Faits divers – Justice

La prostitution en Bretagne : état des lieux et dérive des jeunes

Par Benjamin Bourgine, France Bleu Breizh Izel mardi 7 avril 2015 à 18:27

Clone of Prostitution (illustration)
Clone of Prostitution (illustration) © MaxPPP

Quelle est la réalité de la prostitution en Bretagne ? Nous avons interrogé une ancienne prostituée, une représentante du mouvement du Nid à Lorient, la Directrice de la Sécurité Publique en Finistère et la sénatrice Maryvonne Blondin

Le projet de loi visant à renforcer la lutte contre la prostitution fait la navette en ce moment entre l'Assemblée Nationale et le Sénat. La semaine dernière, l'Assembéle Nationale a défait ce qu'une majorité de sénateurs avaient fait. Le délit de racolage passif serait donc de nouveau abrogé, et le client bel et bien pénalisé. Cet aller-retour entre Sénat et Assemblée devrait très vraisemblablement se terminer par le dernier à l'Assemblée. Mais il illustre le débat en France. Faut-il ou non pénaliser les clients des prostituées ? La question divise l'opinion.

En Bretagne, une prostitution qui change de visage

"Ce sont des activités qui rapportent gros avec un investissement minimum. Vous avez un téléphone portable à acheter, un ordinateur, quelques petites annonces et un appartement.

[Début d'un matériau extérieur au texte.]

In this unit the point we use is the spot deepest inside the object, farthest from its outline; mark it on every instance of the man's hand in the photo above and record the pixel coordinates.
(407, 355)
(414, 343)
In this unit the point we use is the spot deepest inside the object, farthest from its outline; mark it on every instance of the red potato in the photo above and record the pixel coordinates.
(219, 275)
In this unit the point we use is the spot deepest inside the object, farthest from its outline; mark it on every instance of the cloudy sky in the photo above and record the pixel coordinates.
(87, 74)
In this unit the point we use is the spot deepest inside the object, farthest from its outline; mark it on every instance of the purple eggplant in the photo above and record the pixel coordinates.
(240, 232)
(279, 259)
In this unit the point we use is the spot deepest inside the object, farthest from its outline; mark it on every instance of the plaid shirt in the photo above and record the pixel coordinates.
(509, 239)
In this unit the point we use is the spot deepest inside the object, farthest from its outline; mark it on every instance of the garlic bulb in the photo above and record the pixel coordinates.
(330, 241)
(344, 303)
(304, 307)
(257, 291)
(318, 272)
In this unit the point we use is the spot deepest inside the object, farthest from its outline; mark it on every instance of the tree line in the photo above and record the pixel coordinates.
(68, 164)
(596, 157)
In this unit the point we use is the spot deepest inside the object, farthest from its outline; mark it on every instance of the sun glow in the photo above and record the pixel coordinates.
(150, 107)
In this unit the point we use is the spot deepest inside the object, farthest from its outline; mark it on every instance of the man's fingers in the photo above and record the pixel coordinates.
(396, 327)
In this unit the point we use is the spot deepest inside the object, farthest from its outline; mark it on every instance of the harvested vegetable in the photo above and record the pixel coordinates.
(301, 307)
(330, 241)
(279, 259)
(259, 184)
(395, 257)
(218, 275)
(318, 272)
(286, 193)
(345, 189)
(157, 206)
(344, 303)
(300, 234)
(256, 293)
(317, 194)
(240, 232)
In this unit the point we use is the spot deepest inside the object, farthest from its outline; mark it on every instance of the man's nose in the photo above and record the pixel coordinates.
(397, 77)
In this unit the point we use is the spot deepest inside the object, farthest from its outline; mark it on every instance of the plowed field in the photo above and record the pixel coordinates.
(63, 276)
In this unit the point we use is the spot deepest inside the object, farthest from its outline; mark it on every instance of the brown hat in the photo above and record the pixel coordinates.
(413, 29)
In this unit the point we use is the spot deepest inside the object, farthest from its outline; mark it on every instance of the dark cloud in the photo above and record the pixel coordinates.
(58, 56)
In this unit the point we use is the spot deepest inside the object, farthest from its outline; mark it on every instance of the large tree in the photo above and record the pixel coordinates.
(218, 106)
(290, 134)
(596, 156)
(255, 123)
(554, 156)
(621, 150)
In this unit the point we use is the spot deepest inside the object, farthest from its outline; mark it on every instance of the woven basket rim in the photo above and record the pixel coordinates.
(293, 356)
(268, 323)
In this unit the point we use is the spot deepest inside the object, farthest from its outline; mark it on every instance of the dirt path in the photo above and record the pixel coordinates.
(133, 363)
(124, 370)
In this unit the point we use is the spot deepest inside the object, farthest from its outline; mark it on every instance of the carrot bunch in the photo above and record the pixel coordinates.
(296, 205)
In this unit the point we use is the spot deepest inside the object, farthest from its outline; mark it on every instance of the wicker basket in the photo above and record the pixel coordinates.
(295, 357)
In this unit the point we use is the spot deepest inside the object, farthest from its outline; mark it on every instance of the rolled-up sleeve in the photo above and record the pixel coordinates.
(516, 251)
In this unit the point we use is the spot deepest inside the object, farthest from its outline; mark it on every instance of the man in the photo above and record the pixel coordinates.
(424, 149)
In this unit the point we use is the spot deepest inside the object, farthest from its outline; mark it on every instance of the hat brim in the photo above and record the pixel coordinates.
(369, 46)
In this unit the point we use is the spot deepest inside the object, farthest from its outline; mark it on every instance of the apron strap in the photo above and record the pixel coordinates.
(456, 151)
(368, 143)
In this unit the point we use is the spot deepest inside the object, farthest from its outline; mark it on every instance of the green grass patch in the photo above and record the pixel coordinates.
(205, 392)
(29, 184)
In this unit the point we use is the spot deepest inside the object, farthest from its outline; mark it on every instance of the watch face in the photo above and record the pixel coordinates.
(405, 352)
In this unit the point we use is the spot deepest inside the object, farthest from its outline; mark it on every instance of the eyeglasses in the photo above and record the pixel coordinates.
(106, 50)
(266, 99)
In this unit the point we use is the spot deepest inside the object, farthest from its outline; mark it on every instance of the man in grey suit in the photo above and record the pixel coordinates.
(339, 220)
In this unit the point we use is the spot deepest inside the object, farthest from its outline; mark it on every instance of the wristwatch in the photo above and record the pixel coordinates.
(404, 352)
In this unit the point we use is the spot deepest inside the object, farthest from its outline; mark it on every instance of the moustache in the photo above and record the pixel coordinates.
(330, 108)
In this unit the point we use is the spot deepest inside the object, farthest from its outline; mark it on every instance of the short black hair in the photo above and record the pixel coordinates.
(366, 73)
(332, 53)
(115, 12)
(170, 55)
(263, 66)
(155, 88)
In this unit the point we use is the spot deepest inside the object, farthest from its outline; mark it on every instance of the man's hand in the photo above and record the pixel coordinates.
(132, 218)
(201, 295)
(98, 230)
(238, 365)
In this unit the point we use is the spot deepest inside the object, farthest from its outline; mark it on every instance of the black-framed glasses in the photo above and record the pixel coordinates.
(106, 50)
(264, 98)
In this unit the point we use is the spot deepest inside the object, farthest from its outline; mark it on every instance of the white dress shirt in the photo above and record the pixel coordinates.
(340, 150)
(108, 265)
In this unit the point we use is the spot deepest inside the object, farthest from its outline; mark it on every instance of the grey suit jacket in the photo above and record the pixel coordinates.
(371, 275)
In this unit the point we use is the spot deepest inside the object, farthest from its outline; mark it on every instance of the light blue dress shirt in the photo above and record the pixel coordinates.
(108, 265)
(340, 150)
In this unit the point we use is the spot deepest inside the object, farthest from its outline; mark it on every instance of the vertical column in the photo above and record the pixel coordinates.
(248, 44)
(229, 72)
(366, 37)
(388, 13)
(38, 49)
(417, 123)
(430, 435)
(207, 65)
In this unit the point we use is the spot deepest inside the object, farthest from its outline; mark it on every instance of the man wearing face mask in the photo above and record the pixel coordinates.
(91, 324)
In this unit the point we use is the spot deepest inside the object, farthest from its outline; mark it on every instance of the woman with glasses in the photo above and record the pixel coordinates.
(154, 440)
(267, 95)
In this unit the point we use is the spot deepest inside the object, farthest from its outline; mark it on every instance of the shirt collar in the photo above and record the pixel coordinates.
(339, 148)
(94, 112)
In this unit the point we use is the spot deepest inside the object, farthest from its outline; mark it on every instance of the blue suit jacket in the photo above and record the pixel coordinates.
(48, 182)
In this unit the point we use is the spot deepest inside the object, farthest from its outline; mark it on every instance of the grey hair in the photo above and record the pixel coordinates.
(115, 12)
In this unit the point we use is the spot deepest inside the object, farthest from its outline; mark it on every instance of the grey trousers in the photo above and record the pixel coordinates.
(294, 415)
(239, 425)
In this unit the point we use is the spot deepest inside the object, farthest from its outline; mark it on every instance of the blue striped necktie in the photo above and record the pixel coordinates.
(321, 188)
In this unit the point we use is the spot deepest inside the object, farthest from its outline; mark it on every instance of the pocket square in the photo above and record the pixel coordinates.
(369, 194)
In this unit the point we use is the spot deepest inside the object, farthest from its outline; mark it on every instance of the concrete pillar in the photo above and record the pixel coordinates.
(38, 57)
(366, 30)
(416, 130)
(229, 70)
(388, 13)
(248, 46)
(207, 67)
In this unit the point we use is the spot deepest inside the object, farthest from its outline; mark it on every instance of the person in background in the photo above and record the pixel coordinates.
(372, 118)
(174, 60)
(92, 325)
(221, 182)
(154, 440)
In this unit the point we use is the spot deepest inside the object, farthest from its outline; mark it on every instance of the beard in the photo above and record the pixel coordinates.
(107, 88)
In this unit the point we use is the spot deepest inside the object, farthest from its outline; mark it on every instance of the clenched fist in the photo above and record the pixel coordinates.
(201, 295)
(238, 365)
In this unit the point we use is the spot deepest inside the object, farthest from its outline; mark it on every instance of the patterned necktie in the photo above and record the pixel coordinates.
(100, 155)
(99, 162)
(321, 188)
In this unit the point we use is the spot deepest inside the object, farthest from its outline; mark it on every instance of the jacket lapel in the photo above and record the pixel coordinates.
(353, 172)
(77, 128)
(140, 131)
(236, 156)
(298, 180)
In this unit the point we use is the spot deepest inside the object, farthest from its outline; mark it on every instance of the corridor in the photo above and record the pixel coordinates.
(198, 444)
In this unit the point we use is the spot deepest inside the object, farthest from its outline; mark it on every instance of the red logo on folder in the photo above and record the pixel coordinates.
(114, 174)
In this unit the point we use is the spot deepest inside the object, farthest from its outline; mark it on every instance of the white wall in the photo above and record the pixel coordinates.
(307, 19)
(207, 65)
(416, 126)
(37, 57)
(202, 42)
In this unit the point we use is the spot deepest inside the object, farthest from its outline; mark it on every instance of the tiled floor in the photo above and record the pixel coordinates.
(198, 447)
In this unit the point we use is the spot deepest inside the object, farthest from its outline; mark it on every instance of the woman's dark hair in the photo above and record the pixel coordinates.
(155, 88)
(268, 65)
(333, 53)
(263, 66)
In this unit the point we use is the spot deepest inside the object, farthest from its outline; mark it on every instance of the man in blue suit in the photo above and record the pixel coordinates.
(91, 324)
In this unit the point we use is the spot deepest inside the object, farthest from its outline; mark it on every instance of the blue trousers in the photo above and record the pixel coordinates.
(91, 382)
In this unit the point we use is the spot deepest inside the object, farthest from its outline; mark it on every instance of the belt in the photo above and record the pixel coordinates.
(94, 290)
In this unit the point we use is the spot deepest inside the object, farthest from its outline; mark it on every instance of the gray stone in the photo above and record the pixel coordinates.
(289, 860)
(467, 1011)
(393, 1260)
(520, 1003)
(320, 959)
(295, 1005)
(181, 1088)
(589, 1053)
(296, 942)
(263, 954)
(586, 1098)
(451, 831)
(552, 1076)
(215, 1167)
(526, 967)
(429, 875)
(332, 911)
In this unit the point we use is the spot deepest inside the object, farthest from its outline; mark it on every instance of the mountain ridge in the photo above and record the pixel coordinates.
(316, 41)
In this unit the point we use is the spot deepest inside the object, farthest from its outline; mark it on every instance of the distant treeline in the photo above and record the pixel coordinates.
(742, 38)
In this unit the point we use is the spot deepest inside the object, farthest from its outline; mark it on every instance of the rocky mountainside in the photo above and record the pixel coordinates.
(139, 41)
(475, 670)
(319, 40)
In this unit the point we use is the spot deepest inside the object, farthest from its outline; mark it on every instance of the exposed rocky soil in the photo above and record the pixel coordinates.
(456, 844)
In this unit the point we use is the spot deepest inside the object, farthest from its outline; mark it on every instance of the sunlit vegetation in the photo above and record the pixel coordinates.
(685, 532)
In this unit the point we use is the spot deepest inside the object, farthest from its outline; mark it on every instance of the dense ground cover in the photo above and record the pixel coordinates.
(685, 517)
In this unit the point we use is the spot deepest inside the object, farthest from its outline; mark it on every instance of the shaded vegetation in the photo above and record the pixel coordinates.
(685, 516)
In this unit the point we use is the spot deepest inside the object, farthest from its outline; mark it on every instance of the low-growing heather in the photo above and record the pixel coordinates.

En quelques mois, on peut se faire des dizaines de milliers d'euros" . Nelly Jauneau-Poirier, la directrice départementale de la sécurité publique dans le Finistèr e fait ce constat d'une prostitution qui change ses habitudes. Cachée, mais bien visible sur internet via des sites complaisants, cette prostitution n'a jamais cessé, et elle rapporte toujours autant d'argent. Elle tente même de plus en plus de jeunes.

Les jeunes, sans tabou

La banalisation de la sexualité, l'accès facile à internet et le besoin d'argent peuvent faire basculer certains en très peu de temps. Fin mars par exemple, une jeune fille de Lorient a été incarcéré dans l'attente de son procès. Elle a organisé la prostitution de 3 jeunes filles. Plus jeunes qu'elle encore, alors qu'elle n'a même pas 20 ans. Marie-Renée Jamet, la délégué départementale du mouvement du Nid, dans le Morbihan , connaissait cette jeune femme. Son parcours n'est selon Marie-Renée Jamet, qu'un symptôme du contexte général. Elle intervient régulièrement dans les écoles pour faire un travail de prévention. Elle entend parfois des choses étonnantes. Pas très rassurantes. "Il y a des jeunes qui nous disent : "On ne se prostitue pas, mais on fait des plans culs". On entend ça en collège. Des gamins de 15 ans, des gamins de 15 ans ! "

Le témoignage d'une "rescapée"

Laurence Noëlle est une ancienne prostituée . Elle a raconté son expérience dans ce livre, Renaître de ses hontes : "S'il y avait de la prévention, comme c'est prévu dans le projet de loi initial, beaucoup d'entre elles [des jeunes filles tentées par la prostitution, ndlr] n'iraient pas. Elles pensent à l'argent, mais elles ne se rendent pas compte de ce qu'est la prostitution. Après, elles sont fracassées. Moi je suis resté un an. J'étais un vrai automate. 30 clients par nuit, pendant 12 mois. On reconnait une femme comme victime quand elle subit un viol, mais on ne reconnait pas une femme prostituée par un réseau de proxénétisme quand elle est violée 30 fois par nuit !".

 

Couverture de renaitre de ses hontes de Laurence Noëlle - Aucun(e)
Couverture de renaitre de ses hontes de Laurence Noëlle - Capture d'écran

 

Alors le futur texte (s'il est bien adopté), fera-t-il changer les choses ? C'est un travail de longue haleine selon la Sénatrice PS du Finistère, Maryvonne Blondin , il faut tenter de changer les mentalités : "C'est une éducation au respect. On n'a pas le droit de vendre son sang. C'est un don du sang. Et bien la loi doit dire qu'on ne peut pas acheter le corps de quelqu'un d'autre... ça ne s'achète pas."